Entristeci-me por uma visita que não recebi por um desencontro. No caminho de casa, recebi o telefonema de um aluno dizendo que a turma toda estava o hospital...
Além das visitas, as vozes de preocupação chegavam por telefone, celular, e-mail, recado, carta, mensagens no orkut e no msn mesmo off-line. E todas, budistas ou não, diziam: “estamos orando pela sua recuperação”.
Os contatos vieram de várias cidades e inclusive do além-mar. A minha amiga Pat, de Valência, percebendo que eu não respondia seus e-mails, me telefonou. Ela rapidamente avisou a todos os companheiros da Espanha, inclusive os simpatizantes, e todos enviaram uma grande onda de Daimoku. Ela me ligava quase todos os dias para manter os companheiros informados da minha recuperação e transmitir-me cada encorajamento. Também recebi um telefonema de incentivo de um companheiro que trabalha no Japão
Sem intenção, acabei reunindo num mesmo local pessoas que não se conheciam e com quem tenho fortes laços afetivos. Então, presenciei algumas batalhas de ciúme. Eram cenas contidas, discretas, mas claras.

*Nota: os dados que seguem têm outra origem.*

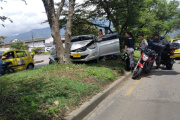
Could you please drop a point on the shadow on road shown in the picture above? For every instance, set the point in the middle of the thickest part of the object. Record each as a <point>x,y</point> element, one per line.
<point>164,72</point>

Fiquei comovido por tantas manifestações e ainda sinto-me constrangido por tamanha preocupação que causei. Entretanto, percebi que também acabei motivando as pessoas a orarem mais. Agora, por minha vez, oro para que cada apoio manifestado retorne à vida dos meus amigos em forma de plena saúde, longevidade e felicidade.
Este acontecimento foi uma boa medida do grau de amizade, companheirismo, consideração, respeito e carinho dos meus amigos e familiares.
Pela internação, perdi uma importante atividade da Gakkai realizada na minha terra natal. Eu estava ansioso para participar desta reunião. Então, enviei uma carta ao líder central, extensiva aos demais companheiros. Posteriormente, soube que ele leu a minha carta emocionadamente durante as suas palavras e comoveu os participantes.
Todas estas demonstrações de carinho fizeram-me sentir confortavelmente acolhido e amparado. Fizeram-me ver a dimensão das conseqüências de um acontecimento com uma única pessoa. Senti profundamente a minha responsabilidade. Com uma missão tão grandiosa, cada ação tem também uma enorme conseqüência. Por isso, preciso preocupar-me mais com questões que antes não me afligiam. E ao mesmo tempo, deixar de me preocupar tanto com coisas desnecessárias.
Estou aprendendo o equilíbrio de cuidar das pessoas ao mesmo tempo em que não descuido de mim. Eis a arte de viver com alegria e satisfação!